Government officials are proposing to revise a Medicaid exclusion that currently limits the number of beds inpatient addiction treatment centers can have in Lorain and other Ohio cities.
In 1965, former President Lyndon B. Johnson passed amendments to the Social Security Act to establish Medicare and Medicaid. One regulation introduced that year prohibited treatment reimbursements to institutions of mental disease (IMDs) that provided psychiatric residential care for non-elderly patients and had more than 16 beds.
The limitation applied to hospitals, residential care centers for mental health and substance use disorders and some nursing homes. Due to the high costs of treatment, payment for such services were left to be covered by state budgets.
While some changes have been implemented to the IMD exclusion, its classification criteria that determines what facilities qualify as IMDs have remained unchanged. As a result, inpatient addiction treatment centers cannot house more than 16 patients at a time and bill Medicaid for reimbursements.
However, many states have successfully applied for Section 1115 waivers to expand Medicaid coverage and treatment access, according to the Henry J. Kaiser Family Foundation. Some states have submitted multiple waivers to cover different areas of healthcare. Section 1115 waivers for behavioral health were approved in 15 states including California, Washington, Pennsylvania and Indiana. Some of these waivers have allowed residential facilities that offer substance abuse treatment in certain states to include more beds.
In March 2017, former U.S. Secretary of Health and Human Services Tom Price announced that Patient Protection and Affordable Care Act waivers allowing states flexibility to work around the IMD prohibition would not be terminated. In November, the Centers for Medicare and Medicaid Services (CMS) implemented new criteria to determine state waiver eligibility. Currently, federal lawmakers are proposing solutions to remove or replace the IMD exclusion.

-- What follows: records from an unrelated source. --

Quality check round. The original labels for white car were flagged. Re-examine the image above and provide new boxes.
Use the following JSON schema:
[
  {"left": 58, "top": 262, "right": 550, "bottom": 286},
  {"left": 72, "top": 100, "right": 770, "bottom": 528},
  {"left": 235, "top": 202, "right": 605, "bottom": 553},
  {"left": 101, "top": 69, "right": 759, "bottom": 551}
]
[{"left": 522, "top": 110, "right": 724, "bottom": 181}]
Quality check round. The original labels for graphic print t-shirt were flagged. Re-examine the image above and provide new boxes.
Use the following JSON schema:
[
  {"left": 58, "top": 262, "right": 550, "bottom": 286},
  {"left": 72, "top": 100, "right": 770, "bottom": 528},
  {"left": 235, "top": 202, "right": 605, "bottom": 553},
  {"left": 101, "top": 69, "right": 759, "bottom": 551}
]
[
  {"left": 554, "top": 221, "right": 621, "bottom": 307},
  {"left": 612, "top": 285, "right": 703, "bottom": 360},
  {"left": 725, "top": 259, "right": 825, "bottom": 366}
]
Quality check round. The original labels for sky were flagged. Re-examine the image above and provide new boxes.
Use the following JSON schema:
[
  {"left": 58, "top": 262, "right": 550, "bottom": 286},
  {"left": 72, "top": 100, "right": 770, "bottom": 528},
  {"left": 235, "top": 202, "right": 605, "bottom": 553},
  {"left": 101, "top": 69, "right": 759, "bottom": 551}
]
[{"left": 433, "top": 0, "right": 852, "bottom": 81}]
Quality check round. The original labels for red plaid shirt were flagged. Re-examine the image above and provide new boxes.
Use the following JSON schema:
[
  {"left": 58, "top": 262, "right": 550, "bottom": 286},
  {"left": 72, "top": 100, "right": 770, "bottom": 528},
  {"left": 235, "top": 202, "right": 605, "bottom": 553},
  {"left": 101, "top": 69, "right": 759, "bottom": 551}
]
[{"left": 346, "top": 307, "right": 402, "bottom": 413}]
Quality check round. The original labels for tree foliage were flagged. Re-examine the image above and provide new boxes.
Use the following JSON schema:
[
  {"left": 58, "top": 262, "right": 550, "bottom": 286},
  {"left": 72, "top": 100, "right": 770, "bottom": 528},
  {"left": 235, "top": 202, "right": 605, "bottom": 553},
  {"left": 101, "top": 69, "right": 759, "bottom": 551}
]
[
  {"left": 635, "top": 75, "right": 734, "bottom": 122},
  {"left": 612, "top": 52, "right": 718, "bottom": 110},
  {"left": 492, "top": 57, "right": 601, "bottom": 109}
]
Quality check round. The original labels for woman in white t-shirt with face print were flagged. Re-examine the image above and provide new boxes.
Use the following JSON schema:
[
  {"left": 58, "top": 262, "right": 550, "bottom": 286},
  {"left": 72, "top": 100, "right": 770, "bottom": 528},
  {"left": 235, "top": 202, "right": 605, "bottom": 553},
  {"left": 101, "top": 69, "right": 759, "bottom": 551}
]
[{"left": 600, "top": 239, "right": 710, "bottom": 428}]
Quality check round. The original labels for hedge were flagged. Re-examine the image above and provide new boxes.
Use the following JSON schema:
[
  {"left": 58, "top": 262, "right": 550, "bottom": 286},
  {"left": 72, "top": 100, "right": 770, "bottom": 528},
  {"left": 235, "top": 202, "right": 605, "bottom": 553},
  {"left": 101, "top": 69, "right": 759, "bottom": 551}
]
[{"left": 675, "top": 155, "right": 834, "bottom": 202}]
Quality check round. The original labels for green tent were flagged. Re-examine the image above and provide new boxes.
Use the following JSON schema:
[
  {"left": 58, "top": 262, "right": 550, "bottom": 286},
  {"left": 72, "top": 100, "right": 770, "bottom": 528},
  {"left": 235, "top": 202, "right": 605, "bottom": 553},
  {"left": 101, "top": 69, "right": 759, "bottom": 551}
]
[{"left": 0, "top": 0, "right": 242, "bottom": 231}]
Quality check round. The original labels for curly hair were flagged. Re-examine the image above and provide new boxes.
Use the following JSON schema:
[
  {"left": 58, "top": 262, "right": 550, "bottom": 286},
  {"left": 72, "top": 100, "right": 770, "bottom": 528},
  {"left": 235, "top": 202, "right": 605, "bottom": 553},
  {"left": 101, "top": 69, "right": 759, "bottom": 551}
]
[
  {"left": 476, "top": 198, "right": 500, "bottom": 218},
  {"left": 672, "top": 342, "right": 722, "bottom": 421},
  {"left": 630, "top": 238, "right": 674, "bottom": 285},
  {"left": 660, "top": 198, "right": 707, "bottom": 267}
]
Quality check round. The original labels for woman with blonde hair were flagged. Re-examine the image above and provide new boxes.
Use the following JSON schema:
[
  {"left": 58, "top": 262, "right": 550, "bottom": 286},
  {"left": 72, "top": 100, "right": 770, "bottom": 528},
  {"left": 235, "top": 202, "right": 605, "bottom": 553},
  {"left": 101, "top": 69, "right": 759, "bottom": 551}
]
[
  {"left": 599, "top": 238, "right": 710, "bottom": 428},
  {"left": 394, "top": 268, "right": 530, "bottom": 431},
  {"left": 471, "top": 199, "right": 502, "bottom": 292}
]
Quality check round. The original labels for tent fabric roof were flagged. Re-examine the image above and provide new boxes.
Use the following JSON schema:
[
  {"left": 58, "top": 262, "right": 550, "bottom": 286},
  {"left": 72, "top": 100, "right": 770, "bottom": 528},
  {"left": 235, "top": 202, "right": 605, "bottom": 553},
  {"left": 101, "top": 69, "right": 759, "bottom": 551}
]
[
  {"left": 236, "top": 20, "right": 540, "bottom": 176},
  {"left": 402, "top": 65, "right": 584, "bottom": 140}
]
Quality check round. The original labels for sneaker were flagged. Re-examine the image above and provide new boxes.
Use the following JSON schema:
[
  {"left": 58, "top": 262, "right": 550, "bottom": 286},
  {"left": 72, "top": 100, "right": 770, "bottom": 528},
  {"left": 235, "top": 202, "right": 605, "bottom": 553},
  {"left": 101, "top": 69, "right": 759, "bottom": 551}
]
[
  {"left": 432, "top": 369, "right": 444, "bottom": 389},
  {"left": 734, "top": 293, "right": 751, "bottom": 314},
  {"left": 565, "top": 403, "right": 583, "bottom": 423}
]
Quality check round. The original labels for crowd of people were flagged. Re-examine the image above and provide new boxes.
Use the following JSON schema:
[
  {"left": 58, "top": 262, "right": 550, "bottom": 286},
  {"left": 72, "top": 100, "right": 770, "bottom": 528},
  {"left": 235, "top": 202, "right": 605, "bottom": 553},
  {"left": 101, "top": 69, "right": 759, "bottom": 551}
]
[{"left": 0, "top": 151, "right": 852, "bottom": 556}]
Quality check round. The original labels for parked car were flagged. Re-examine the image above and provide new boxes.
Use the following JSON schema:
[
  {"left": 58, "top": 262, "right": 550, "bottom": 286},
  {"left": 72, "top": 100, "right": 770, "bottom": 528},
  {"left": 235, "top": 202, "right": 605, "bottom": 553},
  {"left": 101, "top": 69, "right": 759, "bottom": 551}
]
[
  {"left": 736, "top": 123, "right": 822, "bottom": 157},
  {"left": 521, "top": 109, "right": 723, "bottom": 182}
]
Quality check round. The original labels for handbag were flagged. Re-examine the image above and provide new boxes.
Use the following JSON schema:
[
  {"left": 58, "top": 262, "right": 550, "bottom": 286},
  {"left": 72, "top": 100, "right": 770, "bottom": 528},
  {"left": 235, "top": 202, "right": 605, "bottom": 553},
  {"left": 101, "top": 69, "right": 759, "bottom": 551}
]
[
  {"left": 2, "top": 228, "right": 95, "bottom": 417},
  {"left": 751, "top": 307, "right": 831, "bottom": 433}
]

Earlier this year, CMS granted Ohio Medicaid permission to restructure its payment model. This allows for reimbursements to be made to inpatient addiction treatment centers and other behavioral health services providers. This potentially grants state government officials the ability to apply for a Section 1115 behavioral health waiver which would allow residential centers to have more beds.
This news was well received by multiple addiction care and mental health professionals across the state. An approved waiver would allow more patients to receive addiction treatment and cut down on long wait lists.
Some inpatient addiction treatment centers in Lorain have begun making adjustments in order to expand. However, many other centers do not have the space to include more than 16 patient beds.
State government officials are planning to apply for a waiver in the near future. If approved, treatment expansion in Lorain County will help battle the state’s rising opioid epidemic rates. According to the U.S. Centers for Disease Control and Prevention, there were 5,137 drug overdose deaths reported in Ohio between December 2016 and December 2017. Lorain is located 30 miles outside of Cleveland, where there has been a rise in fentanyl-related overdose deaths.
In addition, a recent study conducted by the Ohio Alliance for Innovation in Population Health estimated that between 2010 and 2016 Lorain County experience 14,846 of the state’s 519,471 years of lost life from opioid overdoses.